NB, file modification dates do not always persist
Also, although I had the creation date of the files from my ELN, I wasn’t confident that the dates still persisted. OSX changes modification dates sometimes for no reason. Open a file, read, close- bam! its folder now has today’s date. Also some backups I did a few years ago used ftp (by accident) obliterating the file dates. Although the files in question did have the right dates, I had realised early on in my search that I couldn’t rely on that.
What would have helped?
- Full file paths
- Unique descriptive names, of folders if not files as well
- Annotation of ELN blog posts with a “submitted file” tag or some way to differentiate experimental iterations from the final thing.

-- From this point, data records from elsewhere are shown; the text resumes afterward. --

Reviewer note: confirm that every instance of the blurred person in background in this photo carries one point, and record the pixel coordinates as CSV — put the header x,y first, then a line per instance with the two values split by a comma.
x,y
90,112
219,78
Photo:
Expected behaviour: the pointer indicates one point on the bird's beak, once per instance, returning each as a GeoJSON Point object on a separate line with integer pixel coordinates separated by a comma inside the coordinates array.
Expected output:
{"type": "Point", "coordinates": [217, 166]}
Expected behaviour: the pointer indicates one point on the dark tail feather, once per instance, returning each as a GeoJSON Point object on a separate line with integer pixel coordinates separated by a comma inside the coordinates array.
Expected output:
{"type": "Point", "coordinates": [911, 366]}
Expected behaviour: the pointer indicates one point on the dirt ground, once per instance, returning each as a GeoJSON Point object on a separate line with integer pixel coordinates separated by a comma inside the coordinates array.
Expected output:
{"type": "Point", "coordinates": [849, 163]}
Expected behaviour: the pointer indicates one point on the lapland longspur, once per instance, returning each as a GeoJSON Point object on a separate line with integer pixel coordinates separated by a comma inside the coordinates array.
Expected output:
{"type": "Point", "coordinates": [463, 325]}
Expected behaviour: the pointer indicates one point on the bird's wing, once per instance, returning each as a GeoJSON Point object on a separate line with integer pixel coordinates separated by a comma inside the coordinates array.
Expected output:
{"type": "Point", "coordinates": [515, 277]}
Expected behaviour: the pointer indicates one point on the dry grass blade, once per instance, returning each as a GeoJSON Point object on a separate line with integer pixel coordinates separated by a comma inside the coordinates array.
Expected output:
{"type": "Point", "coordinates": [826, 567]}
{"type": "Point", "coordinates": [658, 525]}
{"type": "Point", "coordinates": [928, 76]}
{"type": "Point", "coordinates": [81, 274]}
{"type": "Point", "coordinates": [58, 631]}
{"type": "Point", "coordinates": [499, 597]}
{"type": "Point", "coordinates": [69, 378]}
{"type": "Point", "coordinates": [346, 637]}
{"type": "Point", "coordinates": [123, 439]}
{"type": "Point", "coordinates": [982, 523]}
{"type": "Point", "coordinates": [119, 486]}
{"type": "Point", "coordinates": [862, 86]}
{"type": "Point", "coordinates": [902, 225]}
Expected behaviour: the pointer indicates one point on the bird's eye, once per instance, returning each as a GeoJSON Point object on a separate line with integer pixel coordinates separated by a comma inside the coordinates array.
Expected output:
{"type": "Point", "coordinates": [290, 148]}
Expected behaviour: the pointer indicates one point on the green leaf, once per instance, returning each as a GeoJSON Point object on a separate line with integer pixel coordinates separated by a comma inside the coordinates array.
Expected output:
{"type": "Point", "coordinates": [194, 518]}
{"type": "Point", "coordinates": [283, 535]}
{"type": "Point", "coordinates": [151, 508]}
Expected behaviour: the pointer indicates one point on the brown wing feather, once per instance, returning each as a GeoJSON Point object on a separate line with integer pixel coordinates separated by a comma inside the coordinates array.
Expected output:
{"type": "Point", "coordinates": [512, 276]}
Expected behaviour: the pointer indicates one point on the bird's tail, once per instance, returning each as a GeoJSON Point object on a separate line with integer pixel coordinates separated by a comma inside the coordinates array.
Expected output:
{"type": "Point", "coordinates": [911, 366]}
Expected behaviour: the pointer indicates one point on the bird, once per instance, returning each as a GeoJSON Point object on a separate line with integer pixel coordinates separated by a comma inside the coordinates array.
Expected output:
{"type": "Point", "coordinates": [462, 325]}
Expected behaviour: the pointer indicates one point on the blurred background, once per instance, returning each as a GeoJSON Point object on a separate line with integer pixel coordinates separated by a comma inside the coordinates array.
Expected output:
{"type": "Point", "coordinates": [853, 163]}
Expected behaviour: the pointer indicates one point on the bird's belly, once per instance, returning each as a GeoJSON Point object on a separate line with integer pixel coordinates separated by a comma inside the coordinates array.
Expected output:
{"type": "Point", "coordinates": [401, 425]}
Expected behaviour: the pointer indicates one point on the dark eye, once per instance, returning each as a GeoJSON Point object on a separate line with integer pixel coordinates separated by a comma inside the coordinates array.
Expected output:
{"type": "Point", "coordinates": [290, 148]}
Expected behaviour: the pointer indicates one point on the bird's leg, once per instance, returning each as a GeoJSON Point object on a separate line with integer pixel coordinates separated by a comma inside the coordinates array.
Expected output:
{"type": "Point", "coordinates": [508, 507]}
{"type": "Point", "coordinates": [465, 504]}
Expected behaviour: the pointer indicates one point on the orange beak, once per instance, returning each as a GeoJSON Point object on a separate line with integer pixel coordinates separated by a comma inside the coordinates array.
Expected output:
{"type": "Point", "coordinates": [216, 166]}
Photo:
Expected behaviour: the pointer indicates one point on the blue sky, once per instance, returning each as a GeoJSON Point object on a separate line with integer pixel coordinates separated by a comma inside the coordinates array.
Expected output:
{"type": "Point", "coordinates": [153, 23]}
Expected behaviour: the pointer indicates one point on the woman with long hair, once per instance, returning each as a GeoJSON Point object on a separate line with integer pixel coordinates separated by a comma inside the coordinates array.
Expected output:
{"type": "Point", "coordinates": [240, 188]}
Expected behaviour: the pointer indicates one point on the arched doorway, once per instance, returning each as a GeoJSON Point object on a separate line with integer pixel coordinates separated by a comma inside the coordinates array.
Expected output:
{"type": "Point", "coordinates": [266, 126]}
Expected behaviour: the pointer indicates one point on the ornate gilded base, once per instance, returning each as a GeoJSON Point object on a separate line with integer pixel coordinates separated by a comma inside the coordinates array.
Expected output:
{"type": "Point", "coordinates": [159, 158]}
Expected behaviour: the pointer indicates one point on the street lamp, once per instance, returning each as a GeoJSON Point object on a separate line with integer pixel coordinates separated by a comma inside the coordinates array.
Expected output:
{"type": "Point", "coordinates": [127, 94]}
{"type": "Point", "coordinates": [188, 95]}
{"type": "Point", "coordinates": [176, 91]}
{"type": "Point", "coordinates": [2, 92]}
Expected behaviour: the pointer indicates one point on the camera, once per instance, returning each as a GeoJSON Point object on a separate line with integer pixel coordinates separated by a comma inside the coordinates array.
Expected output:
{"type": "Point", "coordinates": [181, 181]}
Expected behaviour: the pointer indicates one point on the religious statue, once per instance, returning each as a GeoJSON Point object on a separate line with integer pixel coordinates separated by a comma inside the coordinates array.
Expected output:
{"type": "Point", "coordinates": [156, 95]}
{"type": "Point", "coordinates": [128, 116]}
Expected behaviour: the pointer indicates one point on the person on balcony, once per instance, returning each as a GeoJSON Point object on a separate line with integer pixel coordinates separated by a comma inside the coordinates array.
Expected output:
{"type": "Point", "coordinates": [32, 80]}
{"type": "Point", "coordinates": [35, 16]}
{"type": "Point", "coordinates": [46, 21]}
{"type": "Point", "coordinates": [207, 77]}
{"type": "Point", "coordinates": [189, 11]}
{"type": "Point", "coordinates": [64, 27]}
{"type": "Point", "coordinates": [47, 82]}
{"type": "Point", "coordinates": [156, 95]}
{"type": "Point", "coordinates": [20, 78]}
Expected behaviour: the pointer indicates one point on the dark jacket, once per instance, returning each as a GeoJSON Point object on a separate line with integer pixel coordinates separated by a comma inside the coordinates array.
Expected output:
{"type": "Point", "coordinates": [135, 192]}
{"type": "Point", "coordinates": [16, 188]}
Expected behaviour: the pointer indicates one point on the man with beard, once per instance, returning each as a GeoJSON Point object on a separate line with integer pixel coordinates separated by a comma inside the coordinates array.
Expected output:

- Writing a text file for the final folder detailing the publication of files (effectively tagging the final version for system searches)
- Uploading final files immediately to Figshare. This would have given them each a doi, and that could have be put in the figure legend immediately. Useful.
This all speaks to a bigger issue- reproducibility. In documenting all my analyses I was relying entirely on myself and my ‘good behaviour’. But one bad day, one error, one interruption by a student just as you are writing something, and the record is lost. This is not an issue however with workflows that automatically generate reports along with the results and figures. Here the generation of a complete and detailed record never fails, as long as the script is working correctly. This is the way I now try to do things.
My final point would be: you don’t have a real backup system until you’ve tested it in the real world. A thought experiment of how you would recover isn’t going to be enough. I thought I was fine, but I nearly wasn’t.